Insights into Hydrocarbon-rich Environments from Studies of Protein Dynamics, Thermodynamics, and Spectroscopy
Wednesday, 16 December 2015: 10:50
2010 (Moscone West)
Extraordinary amounts of information are now available from genomic and metagenomic analyses of a wide variety of environments of geological and biological interest. Using such genomic information as a starting point, we are interested in looking at microbial systems at the molecular level, using the tools and approaches of inorganic chemistry, physical chemistry, and molecular biology. From these studies, spanning the molecular to the global, we gain insights into relationships between microbial life and the geochemical environment in which it lives.

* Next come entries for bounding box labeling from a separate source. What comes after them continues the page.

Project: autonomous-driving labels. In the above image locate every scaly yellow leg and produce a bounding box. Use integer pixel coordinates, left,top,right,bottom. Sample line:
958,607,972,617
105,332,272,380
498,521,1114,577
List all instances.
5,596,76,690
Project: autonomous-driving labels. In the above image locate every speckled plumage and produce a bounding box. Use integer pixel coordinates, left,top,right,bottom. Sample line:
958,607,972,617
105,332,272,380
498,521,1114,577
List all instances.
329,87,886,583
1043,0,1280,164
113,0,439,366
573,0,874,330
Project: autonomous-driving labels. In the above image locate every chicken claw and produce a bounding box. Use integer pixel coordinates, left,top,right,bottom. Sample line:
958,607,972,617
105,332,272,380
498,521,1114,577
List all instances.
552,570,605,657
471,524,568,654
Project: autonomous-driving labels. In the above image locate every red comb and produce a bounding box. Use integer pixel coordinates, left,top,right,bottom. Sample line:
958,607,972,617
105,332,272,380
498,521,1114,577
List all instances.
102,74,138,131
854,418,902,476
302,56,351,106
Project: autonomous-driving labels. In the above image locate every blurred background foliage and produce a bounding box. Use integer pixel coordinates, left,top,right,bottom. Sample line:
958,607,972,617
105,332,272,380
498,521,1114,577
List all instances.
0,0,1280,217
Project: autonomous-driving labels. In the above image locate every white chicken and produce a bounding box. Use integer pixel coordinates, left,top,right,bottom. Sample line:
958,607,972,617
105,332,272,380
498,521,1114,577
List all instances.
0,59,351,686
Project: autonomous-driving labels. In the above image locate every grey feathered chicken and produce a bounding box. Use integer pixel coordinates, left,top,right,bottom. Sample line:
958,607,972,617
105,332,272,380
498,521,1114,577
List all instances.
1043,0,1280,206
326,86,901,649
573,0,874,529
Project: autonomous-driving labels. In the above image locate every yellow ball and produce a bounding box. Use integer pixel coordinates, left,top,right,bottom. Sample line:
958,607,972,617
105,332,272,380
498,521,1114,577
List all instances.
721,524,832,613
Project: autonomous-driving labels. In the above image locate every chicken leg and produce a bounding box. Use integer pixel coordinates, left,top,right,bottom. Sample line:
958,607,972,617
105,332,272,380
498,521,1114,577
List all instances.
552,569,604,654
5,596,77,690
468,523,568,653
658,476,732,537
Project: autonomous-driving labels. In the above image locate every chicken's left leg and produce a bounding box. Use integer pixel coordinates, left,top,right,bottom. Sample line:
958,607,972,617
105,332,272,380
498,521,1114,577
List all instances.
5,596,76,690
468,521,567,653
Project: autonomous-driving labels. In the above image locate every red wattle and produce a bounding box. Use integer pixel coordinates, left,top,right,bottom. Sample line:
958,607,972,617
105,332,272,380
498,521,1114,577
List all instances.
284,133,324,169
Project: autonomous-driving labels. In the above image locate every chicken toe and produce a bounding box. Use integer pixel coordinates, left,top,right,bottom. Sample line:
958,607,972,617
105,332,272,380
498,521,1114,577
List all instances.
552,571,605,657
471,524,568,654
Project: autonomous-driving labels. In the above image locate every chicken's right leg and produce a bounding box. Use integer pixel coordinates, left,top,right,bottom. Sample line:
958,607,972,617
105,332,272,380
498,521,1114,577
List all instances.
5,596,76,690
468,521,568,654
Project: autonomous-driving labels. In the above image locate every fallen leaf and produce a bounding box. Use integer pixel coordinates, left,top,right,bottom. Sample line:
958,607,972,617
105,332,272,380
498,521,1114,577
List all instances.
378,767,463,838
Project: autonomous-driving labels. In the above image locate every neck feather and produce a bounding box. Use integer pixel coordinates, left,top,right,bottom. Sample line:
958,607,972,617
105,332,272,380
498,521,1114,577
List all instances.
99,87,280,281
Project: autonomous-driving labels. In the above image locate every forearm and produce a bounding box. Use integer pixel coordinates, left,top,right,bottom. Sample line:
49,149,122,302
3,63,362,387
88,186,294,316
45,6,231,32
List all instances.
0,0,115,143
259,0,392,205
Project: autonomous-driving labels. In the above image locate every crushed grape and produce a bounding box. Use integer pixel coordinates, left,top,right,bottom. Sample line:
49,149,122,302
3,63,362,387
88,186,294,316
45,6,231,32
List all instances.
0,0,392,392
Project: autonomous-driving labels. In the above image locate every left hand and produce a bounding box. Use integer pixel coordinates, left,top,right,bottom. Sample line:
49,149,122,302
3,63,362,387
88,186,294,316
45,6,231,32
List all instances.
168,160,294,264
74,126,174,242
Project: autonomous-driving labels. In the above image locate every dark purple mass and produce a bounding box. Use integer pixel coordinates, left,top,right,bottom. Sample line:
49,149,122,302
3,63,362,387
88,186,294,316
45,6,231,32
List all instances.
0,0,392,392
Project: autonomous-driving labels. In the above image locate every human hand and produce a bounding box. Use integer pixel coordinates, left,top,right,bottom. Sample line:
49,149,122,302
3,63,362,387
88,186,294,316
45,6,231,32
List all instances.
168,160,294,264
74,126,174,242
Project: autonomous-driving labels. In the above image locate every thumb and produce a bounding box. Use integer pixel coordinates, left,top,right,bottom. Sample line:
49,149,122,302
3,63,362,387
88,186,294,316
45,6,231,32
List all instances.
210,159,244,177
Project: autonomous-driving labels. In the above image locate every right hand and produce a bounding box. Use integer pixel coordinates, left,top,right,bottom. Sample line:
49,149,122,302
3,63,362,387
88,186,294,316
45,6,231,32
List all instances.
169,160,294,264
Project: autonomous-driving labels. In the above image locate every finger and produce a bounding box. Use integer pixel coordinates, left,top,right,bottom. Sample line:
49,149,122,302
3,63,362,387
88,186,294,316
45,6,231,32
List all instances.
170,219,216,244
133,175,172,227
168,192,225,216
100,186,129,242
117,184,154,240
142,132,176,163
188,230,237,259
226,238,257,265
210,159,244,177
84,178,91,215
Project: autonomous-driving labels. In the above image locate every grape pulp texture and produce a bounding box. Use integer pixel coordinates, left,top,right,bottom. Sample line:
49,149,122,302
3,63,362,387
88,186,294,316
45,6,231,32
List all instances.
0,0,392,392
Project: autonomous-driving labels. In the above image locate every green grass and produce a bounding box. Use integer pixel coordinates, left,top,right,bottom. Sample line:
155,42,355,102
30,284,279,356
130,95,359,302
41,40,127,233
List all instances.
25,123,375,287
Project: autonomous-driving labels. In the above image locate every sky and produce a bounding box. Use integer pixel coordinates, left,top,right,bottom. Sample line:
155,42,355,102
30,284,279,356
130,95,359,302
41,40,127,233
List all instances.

In our work to date, we have focused on hydrocarbon-rich environments, including the La Brea Tar Pits and the Gulf of Mexico. Starting from genomic information, we have identified proteins of interest, cloned synthetic genes into E. coli, overexpressed and purified the proteins, and characterized them by UV-visible absorption, circular dichroism, and NMR spectroscopies; X-ray crystallography; and electrochemistry. Using as examples our recent studies of a metal-uptake protein from a methanogenic archaeon native to the La Brea Tar Pits, and of electron-transfer and hydrocarbon-degrading proteins from cold marine ecosystems, we describe how new combinations of genomics, molecular biology, and bioinorganic chemistry can provide novel insights into geobiological processes.